Ian and Tim are two childhood friends who live in the bizarrely mundane town of Moreno Valley and spend their days and nights dreaming about actually finding meaning in the world. ‘Inland Empire’, a film created by the leading actors Ian Abramson (Come F*ck My Robot) and Tim Barnes, and directed by Zane Rubin, is a story about the steadiness of the suburbs, despite all the craziness.
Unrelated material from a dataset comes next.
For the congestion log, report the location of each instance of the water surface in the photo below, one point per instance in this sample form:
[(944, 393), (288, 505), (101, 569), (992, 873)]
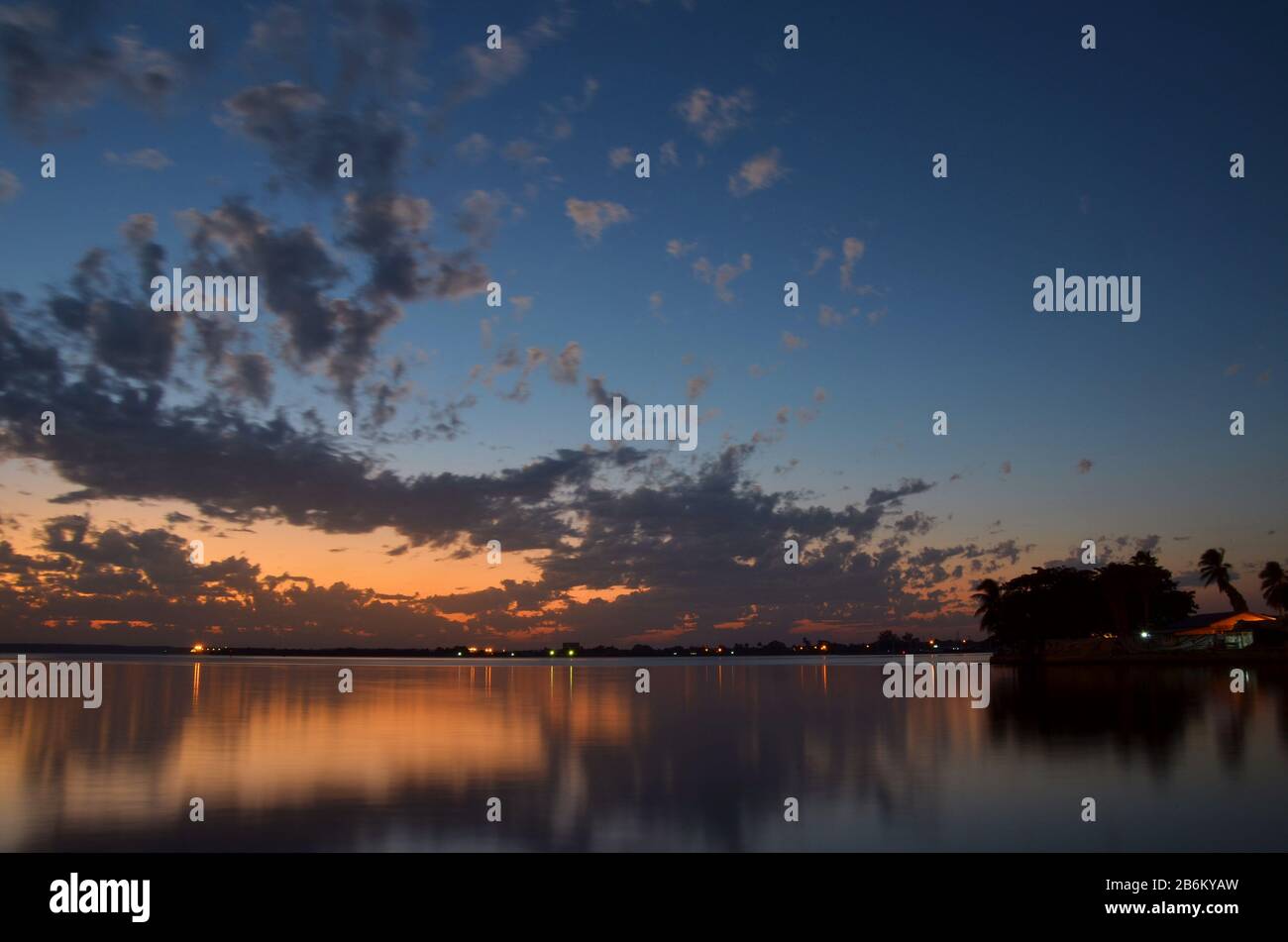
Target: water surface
[(703, 762)]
It’s a fever dream about becoming an adult against your will
We wanted to make a movie about what it felt like where we grew up. When you grow up in a place as weird and desolate as the Inland Empire, you can either run headfirst into a dead end job like construction or accounting or get lost in dreams of a more exciting world. It’s an exploration of friendship and ambition in a part of the country that history has forgotten. Bizarre mysteries unfold before you, but the main characters barely seem to notice. It’s a fever dream about becoming an adult against your will, in a world where health insurance, and good credit seem as fictional as aliens or superpowers.
In writing the short and working with Zane as director and the production team at JASH, we tried to capture the mood and feeling the Inland Empire gave us more than the realistic details. But the lady drinking the milk is real and she’s our best friend.
Starting with its retro-inspired intro, the film is quick to catch our attention. Despite the lack of grasping and twisting events we typically look for in short films, Inland Empire enchants us with its subtleties and unique tone. The shocking moments are there, you just have to look for them. The incredible performances by Ian and Tim just keeps the story in balance in that surreal state, with Zane’s direction sharply following the particular flow.